Imaginemos a osmose de um corpo heteróclito feito de partes iguais do cinema de David Cronenberg, David Lynch e das justas sátiras cruas do cruel Ruben Ostlund. Diga-se simplesmente: é um delírio esquisito como o raio. O hip hop confessional de Loyle Carner abafou o rock de Brian Jonestown Massacre e The Walkmen e o rock perdeu. Desire foi um film noir pop super sexy e Sudan Archives uma surpresa das melhores.
No fundo e na forma, aquilo é pop, pop experimental digital e trip-hop ambiental, é hipercolorido, é supersaturado, é sempre minimal, é carnal mas também é maquinal, e ninguém sabe como reagir àquilo, ninguém sequer como é que aquilo se deve dançar.
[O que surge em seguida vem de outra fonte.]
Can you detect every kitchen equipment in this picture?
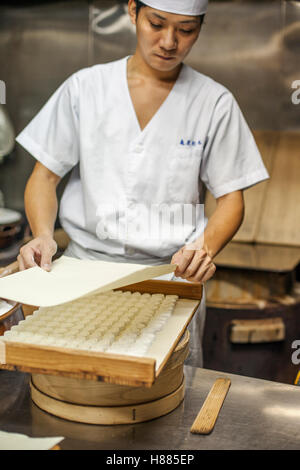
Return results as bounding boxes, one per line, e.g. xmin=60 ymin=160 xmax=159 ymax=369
xmin=0 ymin=207 xmax=22 ymax=249
xmin=0 ymin=300 xmax=24 ymax=337
xmin=0 ymin=103 xmax=21 ymax=251
xmin=0 ymin=105 xmax=15 ymax=163
xmin=204 ymin=130 xmax=300 ymax=384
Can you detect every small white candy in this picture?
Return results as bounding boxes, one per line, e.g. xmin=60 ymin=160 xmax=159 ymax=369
xmin=131 ymin=292 xmax=141 ymax=298
xmin=0 ymin=289 xmax=178 ymax=356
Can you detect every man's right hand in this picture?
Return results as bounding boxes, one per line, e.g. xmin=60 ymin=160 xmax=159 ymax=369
xmin=17 ymin=235 xmax=57 ymax=271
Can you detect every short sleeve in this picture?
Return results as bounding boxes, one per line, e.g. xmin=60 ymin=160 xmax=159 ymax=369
xmin=200 ymin=91 xmax=269 ymax=199
xmin=16 ymin=74 xmax=80 ymax=178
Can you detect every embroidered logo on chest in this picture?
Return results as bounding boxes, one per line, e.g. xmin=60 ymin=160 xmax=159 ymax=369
xmin=180 ymin=139 xmax=202 ymax=146
xmin=180 ymin=137 xmax=209 ymax=148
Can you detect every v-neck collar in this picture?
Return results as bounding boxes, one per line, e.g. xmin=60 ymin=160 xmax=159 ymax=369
xmin=123 ymin=56 xmax=186 ymax=136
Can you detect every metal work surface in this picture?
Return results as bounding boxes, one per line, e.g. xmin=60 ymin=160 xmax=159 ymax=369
xmin=0 ymin=366 xmax=300 ymax=450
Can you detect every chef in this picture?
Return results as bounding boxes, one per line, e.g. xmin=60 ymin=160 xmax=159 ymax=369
xmin=15 ymin=0 xmax=269 ymax=366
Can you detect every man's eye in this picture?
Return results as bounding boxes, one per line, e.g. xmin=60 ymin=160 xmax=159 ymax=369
xmin=150 ymin=22 xmax=162 ymax=29
xmin=180 ymin=29 xmax=195 ymax=34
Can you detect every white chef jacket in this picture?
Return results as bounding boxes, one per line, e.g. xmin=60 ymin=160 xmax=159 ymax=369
xmin=16 ymin=56 xmax=269 ymax=264
xmin=16 ymin=56 xmax=269 ymax=367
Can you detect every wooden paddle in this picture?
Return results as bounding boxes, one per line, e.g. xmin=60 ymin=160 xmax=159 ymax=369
xmin=190 ymin=378 xmax=231 ymax=435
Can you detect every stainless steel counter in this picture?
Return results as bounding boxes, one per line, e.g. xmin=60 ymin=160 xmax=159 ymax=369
xmin=0 ymin=366 xmax=300 ymax=450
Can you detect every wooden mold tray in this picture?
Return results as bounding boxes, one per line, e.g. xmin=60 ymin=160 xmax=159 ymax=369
xmin=0 ymin=280 xmax=202 ymax=388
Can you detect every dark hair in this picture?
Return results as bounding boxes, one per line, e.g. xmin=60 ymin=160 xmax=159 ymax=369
xmin=135 ymin=0 xmax=205 ymax=25
xmin=136 ymin=0 xmax=146 ymax=17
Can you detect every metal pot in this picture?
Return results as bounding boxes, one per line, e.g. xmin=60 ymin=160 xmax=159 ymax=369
xmin=0 ymin=104 xmax=15 ymax=163
xmin=0 ymin=300 xmax=24 ymax=336
xmin=0 ymin=208 xmax=22 ymax=249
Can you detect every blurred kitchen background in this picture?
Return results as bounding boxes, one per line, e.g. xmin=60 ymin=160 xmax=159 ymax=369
xmin=0 ymin=0 xmax=299 ymax=213
xmin=0 ymin=0 xmax=300 ymax=384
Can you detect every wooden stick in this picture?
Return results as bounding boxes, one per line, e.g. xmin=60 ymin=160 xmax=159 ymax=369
xmin=190 ymin=378 xmax=231 ymax=435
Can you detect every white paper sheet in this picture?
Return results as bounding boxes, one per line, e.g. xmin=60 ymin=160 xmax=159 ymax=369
xmin=0 ymin=430 xmax=63 ymax=450
xmin=0 ymin=256 xmax=175 ymax=307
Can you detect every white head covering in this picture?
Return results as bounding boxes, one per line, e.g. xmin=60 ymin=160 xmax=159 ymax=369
xmin=141 ymin=0 xmax=208 ymax=16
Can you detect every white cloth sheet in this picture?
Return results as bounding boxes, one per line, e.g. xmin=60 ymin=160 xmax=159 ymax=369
xmin=0 ymin=431 xmax=63 ymax=450
xmin=0 ymin=256 xmax=175 ymax=307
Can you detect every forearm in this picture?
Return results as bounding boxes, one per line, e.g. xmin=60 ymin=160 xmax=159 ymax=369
xmin=17 ymin=163 xmax=61 ymax=270
xmin=202 ymin=190 xmax=245 ymax=259
xmin=24 ymin=163 xmax=60 ymax=238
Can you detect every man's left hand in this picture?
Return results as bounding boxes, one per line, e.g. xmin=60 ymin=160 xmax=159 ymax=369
xmin=171 ymin=241 xmax=216 ymax=283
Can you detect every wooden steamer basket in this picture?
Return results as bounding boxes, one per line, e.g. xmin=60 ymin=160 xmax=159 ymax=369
xmin=30 ymin=330 xmax=189 ymax=425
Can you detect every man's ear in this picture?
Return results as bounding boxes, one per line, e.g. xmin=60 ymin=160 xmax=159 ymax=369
xmin=128 ymin=0 xmax=137 ymax=26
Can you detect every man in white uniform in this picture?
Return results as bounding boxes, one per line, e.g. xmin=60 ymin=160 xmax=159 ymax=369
xmin=16 ymin=0 xmax=269 ymax=366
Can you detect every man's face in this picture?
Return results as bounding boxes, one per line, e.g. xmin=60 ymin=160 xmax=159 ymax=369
xmin=128 ymin=1 xmax=202 ymax=72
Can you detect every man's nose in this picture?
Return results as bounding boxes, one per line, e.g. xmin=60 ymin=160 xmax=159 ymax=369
xmin=160 ymin=27 xmax=177 ymax=51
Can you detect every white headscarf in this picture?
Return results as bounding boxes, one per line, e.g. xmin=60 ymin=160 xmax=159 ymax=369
xmin=141 ymin=0 xmax=208 ymax=16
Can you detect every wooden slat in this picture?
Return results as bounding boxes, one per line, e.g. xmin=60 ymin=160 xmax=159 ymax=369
xmin=239 ymin=130 xmax=278 ymax=242
xmin=0 ymin=340 xmax=156 ymax=387
xmin=204 ymin=130 xmax=278 ymax=243
xmin=229 ymin=317 xmax=285 ymax=344
xmin=190 ymin=378 xmax=231 ymax=435
xmin=119 ymin=279 xmax=203 ymax=300
xmin=256 ymin=131 xmax=300 ymax=246
xmin=213 ymin=241 xmax=300 ymax=272
xmin=205 ymin=264 xmax=298 ymax=306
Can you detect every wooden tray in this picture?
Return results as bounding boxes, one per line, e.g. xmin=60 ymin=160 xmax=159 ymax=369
xmin=0 ymin=280 xmax=202 ymax=388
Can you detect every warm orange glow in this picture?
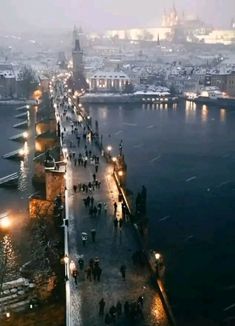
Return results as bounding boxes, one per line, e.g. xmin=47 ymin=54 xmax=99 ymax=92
xmin=69 ymin=260 xmax=76 ymax=272
xmin=118 ymin=170 xmax=124 ymax=177
xmin=64 ymin=255 xmax=69 ymax=264
xmin=33 ymin=89 xmax=42 ymax=100
xmin=0 ymin=216 xmax=11 ymax=229
xmin=151 ymin=295 xmax=167 ymax=323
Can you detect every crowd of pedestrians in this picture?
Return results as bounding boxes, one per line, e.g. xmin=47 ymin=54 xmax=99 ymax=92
xmin=53 ymin=83 xmax=154 ymax=326
xmin=99 ymin=296 xmax=145 ymax=324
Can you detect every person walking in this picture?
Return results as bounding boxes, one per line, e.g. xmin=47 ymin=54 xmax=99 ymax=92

E a grande encosta de Coura, que teve ali com Fever Ray a sua maior plateia até aqui, um plateia devota de espectros espantados, ficou ali sem debandar, entre o pasmo e o choque, presa — talvez para sempre — naquela hipnose integral.
Não é um concerto, é uma performance total
Fever Ray não dá concertos, monta meticulosas performances teatrais. Mas é uma encenadora perversa: esconde-nos sempre o livro das instruções.
Em palco estão cinco mulheres e uma neblina que parece estar viva. Existem fantasias, há coreografia, luzes espectrais, as canções são reimaginadas e recontextualizadas e são servidas nesta tournée de “Radical romantics”, o glorioso disco novo de Fever Ray, numa lenta e provocatória desaceleração. É um gesto perverso e parece deliberado: ela quer contorcer-nos, quer deixar-nos o corpo à beira da derrisão, quer a devassa, a imoral, quer impedir-nos de dançar.
As cinco mulheres são cativantes, envergam figurinos exóticos de alta-costura estúrdia: a da bateria parece uma deusa negra púrpura extravagante e sacrificial a radiar e toca a bateria de pé; a das programações e teclas, atrás como aquela e metida num pequeno pódio, enverga uma gabardina de lustro verde e tem um chapéu-nuvem de algodão por cima da cara de mimo assustado.
À frente estão as três vozes, são vozes acídulas e sobrepostas, a de Karin Dreijer é notável e distinta, mas desniveladas para fugir à harmonia, e Karin está no meio delas em toda a sua glória andrógina, uma gravata floral gigante pendurada, o cabelo loiro-branco lambido com virgulas nas pontas, metida num fato branco ilógico XXL como o de David Byrne de “Stop making sense”. As outras duas, da forma como se vestem, parecerem ter fugido de um circo túrbido e transtornado e metidas num nightclub de luzes negras que só abre fora de horas.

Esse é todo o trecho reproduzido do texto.